- Type: NHS hospital trust
- Region served: Staffordshire and Stoke on Trent
- Budget: £140 million
- Chair: Janet Dawson
- Chief executive: Buki Adeyemo
- Website: combined.nhs.uk

= North Staffordshire Combined Healthcare NHS Trust =

UK NHS trust

North Staffordshire Combined Healthcare NHS Trust provides mental health services across Stoke-on-Trent and north Staffordshire, England. It runs the Bungalows, Chebsey Close, Darwin Centre, Harplands Hospital, Florence House and Summer View in Stoke-on-Trent, and Dragon Square Community Unit in Chesterton.

The Trust formerly ran St Edward's Hospital in Cheddleton, an asylum which has now been closed as well as Bucknall Hospital and Stallington Hall which have also closed.

It was established in 1994. It decided in May 2013 that it would not be able to win foundation trust status independently.
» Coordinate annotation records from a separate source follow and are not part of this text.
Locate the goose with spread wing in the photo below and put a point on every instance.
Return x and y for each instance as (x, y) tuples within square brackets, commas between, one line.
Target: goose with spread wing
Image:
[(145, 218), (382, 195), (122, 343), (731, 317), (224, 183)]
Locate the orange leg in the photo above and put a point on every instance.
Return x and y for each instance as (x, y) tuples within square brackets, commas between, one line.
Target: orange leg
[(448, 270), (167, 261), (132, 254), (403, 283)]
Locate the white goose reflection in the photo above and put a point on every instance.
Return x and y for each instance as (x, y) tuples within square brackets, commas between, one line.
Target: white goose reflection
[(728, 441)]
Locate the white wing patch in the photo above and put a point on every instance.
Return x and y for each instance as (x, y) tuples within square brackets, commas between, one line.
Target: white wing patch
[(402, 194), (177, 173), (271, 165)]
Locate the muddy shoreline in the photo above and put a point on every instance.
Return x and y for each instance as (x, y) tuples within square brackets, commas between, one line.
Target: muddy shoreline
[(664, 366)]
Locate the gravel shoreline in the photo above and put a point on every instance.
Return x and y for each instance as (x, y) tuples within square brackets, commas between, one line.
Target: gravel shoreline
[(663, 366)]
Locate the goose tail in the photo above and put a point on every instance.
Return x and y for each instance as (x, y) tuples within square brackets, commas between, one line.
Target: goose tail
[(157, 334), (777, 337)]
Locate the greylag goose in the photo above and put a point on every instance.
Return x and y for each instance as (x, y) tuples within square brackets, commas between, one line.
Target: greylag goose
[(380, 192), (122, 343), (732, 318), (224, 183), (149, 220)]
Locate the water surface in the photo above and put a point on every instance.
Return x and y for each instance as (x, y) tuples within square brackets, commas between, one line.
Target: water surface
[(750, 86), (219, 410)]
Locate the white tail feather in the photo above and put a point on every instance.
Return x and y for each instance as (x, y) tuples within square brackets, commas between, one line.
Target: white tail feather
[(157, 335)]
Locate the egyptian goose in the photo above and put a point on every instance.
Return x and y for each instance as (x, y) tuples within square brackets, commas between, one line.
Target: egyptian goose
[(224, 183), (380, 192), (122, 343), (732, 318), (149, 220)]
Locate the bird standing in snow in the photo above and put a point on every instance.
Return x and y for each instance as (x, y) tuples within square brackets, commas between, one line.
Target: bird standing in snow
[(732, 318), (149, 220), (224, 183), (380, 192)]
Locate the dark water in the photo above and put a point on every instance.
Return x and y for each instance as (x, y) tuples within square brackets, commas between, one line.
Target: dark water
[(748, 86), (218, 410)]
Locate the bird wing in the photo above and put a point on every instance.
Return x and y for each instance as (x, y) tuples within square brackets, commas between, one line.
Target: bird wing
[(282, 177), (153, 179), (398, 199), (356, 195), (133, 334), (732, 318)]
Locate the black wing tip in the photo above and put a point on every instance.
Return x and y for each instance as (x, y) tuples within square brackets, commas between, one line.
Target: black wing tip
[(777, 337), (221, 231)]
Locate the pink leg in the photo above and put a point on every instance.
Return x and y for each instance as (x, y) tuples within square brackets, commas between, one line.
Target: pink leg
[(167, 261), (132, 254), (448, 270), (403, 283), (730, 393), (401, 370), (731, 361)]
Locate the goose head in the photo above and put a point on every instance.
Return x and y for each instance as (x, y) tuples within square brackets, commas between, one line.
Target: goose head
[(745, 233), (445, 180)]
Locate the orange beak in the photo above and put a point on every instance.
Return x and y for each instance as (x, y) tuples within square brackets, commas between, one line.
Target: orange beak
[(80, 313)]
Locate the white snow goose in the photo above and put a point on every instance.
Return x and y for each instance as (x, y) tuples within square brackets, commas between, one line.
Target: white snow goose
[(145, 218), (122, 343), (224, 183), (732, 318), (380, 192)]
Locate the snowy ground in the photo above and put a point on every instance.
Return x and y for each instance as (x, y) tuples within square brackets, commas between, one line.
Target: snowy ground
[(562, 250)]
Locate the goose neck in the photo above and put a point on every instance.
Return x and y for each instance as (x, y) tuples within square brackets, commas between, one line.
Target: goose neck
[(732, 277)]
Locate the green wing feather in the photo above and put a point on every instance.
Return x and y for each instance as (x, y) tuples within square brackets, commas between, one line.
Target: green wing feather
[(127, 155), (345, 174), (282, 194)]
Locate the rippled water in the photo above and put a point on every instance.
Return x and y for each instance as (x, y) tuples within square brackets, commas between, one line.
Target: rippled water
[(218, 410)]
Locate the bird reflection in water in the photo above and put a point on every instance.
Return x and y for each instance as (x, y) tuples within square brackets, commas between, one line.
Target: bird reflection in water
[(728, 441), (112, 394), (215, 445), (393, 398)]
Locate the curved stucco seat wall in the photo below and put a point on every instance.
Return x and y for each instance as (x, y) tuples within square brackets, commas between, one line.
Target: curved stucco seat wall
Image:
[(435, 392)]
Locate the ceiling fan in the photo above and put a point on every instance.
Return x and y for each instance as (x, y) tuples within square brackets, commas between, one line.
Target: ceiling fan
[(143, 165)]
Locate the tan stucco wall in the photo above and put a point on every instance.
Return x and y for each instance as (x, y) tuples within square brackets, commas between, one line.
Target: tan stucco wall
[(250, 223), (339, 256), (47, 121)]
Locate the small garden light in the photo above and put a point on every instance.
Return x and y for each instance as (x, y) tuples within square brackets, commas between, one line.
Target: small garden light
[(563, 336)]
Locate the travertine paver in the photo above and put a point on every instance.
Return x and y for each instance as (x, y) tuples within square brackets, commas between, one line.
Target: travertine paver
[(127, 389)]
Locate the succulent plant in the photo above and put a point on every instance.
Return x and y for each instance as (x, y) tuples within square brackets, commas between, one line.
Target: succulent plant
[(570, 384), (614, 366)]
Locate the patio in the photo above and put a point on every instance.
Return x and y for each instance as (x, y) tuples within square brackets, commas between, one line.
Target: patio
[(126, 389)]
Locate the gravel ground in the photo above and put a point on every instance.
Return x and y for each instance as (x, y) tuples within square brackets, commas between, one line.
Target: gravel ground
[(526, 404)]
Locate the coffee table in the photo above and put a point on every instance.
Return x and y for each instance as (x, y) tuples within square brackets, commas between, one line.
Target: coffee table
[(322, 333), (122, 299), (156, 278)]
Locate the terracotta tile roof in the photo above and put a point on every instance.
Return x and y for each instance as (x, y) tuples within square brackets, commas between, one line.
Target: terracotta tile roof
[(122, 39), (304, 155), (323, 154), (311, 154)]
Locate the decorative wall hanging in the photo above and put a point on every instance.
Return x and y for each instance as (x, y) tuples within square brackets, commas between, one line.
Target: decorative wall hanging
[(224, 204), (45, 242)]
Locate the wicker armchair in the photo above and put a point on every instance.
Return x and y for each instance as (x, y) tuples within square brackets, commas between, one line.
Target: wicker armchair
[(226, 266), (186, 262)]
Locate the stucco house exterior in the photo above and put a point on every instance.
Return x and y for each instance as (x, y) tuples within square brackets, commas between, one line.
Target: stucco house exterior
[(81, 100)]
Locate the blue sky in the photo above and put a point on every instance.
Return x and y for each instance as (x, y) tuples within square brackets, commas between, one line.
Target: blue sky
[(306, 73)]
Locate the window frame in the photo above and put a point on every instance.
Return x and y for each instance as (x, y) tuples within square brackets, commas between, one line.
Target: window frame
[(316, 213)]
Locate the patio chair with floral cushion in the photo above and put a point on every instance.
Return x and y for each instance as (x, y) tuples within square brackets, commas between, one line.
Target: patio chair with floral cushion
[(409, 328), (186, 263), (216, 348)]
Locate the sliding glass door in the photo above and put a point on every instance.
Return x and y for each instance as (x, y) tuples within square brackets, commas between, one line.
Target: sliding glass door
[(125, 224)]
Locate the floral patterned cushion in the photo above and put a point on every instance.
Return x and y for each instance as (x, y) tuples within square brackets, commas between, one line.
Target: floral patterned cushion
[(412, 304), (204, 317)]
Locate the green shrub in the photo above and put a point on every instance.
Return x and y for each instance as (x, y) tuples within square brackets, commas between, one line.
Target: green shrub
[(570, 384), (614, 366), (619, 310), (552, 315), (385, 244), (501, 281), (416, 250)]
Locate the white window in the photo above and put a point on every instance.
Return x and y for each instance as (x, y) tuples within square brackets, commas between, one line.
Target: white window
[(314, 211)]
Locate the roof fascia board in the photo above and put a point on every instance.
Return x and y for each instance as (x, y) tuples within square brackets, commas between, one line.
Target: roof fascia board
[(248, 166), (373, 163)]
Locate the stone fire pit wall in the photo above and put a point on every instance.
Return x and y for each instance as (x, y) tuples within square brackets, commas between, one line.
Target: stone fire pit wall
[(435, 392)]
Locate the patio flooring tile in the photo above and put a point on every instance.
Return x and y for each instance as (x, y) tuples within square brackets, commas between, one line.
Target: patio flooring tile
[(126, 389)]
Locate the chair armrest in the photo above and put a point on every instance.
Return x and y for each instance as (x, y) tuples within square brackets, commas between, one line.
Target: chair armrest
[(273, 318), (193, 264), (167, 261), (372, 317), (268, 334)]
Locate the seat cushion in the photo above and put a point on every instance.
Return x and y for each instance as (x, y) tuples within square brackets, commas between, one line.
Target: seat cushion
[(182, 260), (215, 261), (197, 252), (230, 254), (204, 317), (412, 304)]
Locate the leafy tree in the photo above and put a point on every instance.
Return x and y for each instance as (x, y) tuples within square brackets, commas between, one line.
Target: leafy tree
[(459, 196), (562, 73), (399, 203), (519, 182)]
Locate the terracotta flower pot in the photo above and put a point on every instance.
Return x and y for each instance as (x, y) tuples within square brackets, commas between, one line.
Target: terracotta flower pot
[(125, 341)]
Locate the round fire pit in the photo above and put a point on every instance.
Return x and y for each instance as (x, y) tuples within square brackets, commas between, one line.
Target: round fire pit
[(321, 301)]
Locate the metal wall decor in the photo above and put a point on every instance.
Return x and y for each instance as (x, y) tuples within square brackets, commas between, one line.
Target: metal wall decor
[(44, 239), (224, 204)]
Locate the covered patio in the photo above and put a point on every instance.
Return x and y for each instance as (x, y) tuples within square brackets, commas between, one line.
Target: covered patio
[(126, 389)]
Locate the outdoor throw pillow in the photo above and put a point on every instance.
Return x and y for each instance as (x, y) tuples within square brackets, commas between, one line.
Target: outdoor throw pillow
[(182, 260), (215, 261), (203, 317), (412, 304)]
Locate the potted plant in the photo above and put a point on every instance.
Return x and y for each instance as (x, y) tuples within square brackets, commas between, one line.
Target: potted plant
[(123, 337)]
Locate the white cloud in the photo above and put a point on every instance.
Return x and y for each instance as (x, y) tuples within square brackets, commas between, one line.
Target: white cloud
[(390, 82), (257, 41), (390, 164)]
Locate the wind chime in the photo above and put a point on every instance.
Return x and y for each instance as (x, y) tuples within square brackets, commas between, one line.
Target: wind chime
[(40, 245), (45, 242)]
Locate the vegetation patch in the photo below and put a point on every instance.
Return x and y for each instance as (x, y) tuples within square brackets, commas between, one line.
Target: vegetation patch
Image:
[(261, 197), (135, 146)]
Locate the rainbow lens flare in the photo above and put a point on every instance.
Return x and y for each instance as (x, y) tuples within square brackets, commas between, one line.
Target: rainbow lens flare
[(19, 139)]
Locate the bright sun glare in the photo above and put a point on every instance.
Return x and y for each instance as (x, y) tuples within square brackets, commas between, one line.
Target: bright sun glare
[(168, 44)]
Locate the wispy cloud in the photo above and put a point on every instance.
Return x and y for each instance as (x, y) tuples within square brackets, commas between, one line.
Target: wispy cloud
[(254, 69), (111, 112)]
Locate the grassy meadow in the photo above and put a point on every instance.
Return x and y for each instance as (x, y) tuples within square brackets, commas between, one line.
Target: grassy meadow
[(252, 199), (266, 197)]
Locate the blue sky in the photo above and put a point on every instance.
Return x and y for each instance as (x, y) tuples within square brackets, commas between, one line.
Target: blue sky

However with changes to the NHS landscape it is no longer required to do so and was recognised by the CQC as an Outstanding provider of services.

Fiona Myers, the chief executive left the Trust with immediate effect in March 2014.

It took over the running of two GP practices in December 2018.

In 2019 the Care Quality Commission rated the quality of care as outstanding.